My A1c is 68, at last hospital I had been told "well that's close to target of 8% so stop the apidra now". When I kept saying my personal target is under 6.5%, I was told to be realistic and that that isn't possible without loads of hypos. At the new hospital I was listened to when I said I wanted it lower to reduce risk of complications, as I have plans for a long healthy life. Only opinion given on my BGs was that whilst they could be lower they aren't terrible, but if I want to improve them then we can work together on that.

I was asked when/if I wanted to come back to see the DSN again.

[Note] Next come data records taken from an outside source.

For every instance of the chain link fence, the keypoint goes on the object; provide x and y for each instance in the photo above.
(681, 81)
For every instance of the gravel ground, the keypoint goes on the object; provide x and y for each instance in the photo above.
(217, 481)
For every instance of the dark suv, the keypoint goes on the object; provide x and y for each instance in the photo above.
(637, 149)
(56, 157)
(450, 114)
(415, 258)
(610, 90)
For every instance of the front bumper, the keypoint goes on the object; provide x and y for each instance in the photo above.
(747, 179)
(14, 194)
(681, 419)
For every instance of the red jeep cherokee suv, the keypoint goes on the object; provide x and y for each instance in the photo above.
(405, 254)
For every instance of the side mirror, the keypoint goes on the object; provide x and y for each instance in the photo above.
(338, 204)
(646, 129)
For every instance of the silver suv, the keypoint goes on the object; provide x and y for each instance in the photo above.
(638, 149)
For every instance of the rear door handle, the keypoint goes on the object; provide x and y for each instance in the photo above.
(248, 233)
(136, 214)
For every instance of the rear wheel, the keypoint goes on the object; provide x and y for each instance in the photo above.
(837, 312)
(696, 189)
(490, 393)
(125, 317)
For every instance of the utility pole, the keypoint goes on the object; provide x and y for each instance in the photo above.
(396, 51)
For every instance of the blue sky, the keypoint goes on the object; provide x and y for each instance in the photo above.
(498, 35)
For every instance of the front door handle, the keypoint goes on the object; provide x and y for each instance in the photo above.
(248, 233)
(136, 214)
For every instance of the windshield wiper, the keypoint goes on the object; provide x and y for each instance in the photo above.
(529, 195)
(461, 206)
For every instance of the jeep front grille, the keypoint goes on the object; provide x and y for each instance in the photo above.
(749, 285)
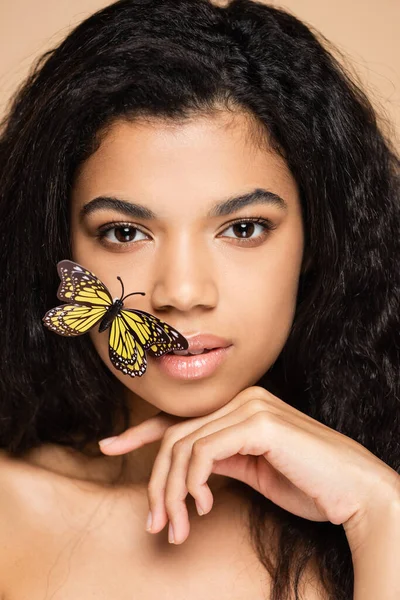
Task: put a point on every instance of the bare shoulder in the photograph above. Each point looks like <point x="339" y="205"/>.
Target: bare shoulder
<point x="22" y="502"/>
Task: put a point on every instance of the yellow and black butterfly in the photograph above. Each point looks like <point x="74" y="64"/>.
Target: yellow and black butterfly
<point x="131" y="331"/>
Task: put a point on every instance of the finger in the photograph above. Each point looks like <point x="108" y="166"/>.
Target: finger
<point x="149" y="431"/>
<point x="153" y="429"/>
<point x="170" y="473"/>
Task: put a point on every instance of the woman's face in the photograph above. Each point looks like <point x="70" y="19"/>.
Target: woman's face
<point x="201" y="272"/>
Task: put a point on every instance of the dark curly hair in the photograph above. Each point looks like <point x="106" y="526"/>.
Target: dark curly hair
<point x="174" y="60"/>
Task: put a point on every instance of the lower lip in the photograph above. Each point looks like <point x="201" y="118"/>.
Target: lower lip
<point x="192" y="367"/>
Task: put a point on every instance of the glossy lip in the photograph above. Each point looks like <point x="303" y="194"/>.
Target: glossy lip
<point x="206" y="340"/>
<point x="196" y="366"/>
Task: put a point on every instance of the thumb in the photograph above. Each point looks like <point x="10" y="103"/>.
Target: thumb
<point x="146" y="432"/>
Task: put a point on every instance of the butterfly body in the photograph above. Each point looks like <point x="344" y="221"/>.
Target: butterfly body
<point x="132" y="332"/>
<point x="110" y="315"/>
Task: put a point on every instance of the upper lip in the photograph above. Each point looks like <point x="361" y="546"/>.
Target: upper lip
<point x="206" y="340"/>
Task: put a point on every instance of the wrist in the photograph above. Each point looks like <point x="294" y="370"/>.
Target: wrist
<point x="379" y="521"/>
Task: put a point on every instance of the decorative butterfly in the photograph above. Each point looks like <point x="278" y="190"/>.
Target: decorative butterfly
<point x="131" y="331"/>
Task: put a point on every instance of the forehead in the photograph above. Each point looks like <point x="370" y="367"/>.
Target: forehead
<point x="164" y="163"/>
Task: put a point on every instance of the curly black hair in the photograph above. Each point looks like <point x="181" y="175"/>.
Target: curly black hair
<point x="174" y="60"/>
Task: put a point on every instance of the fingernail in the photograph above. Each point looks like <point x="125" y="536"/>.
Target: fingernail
<point x="149" y="521"/>
<point x="199" y="509"/>
<point x="108" y="441"/>
<point x="171" y="534"/>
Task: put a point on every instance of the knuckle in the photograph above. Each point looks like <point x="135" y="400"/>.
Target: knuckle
<point x="179" y="447"/>
<point x="199" y="446"/>
<point x="152" y="492"/>
<point x="262" y="418"/>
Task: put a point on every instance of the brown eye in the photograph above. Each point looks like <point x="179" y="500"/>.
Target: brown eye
<point x="243" y="230"/>
<point x="250" y="230"/>
<point x="118" y="235"/>
<point x="125" y="234"/>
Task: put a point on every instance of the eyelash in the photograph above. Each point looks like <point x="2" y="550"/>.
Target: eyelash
<point x="269" y="226"/>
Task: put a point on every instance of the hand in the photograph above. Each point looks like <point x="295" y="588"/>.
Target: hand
<point x="297" y="462"/>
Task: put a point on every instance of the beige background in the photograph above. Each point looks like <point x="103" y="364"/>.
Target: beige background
<point x="366" y="31"/>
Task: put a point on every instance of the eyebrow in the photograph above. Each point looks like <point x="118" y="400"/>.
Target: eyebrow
<point x="222" y="208"/>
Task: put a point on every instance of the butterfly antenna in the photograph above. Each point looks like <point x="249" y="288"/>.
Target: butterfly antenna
<point x="133" y="293"/>
<point x="122" y="284"/>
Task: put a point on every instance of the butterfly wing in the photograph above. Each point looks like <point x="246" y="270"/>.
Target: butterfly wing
<point x="156" y="336"/>
<point x="73" y="319"/>
<point x="80" y="286"/>
<point x="125" y="351"/>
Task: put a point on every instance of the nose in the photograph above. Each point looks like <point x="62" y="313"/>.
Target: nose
<point x="184" y="277"/>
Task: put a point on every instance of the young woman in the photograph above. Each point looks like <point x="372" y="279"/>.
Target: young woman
<point x="220" y="160"/>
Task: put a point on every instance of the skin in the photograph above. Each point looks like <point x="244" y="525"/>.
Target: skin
<point x="195" y="437"/>
<point x="196" y="271"/>
<point x="198" y="277"/>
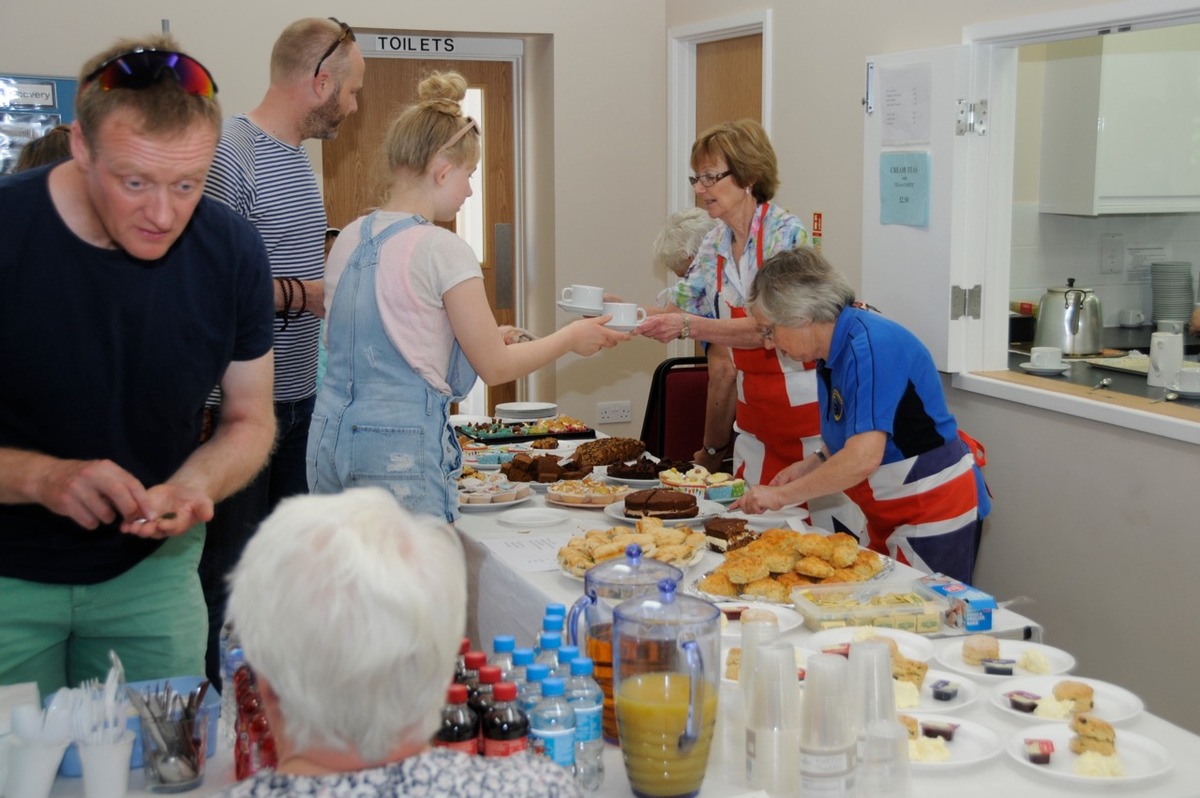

It could be as soon or far away as I liked really, it was up to me. I was a bit surprised by all this 'being asked what I wanted' to be honest and didn't know what to say, so she suggested a time period and I agreed to that.

I've said or thought previously that in an ideal world, my diabetes appointments would be like my one-to-ones with my boss. He asks me what I'm happy with and where I want to improve, if there are any courses I think would help me, or any support that I feel I need. He asks what targets I want to set and where I want to get to. He offers some feedback, guidance and suggestions, but it's a two way conversation, between two competent adults. My previous diabetes appointments have never been like this. My new one was like that.

I honestly left feeling quite stunned and shocked, and with the thought, "Have i just walked out of some parallel universe?". It was a wonderful example of how things should be, and did wonders for my confidence in ability to communicate my own thoughts and feelings at appointments, something I've previously struggled with a lot.

Thank you so much for sharing this Lucy. Sounds pretty much perfect.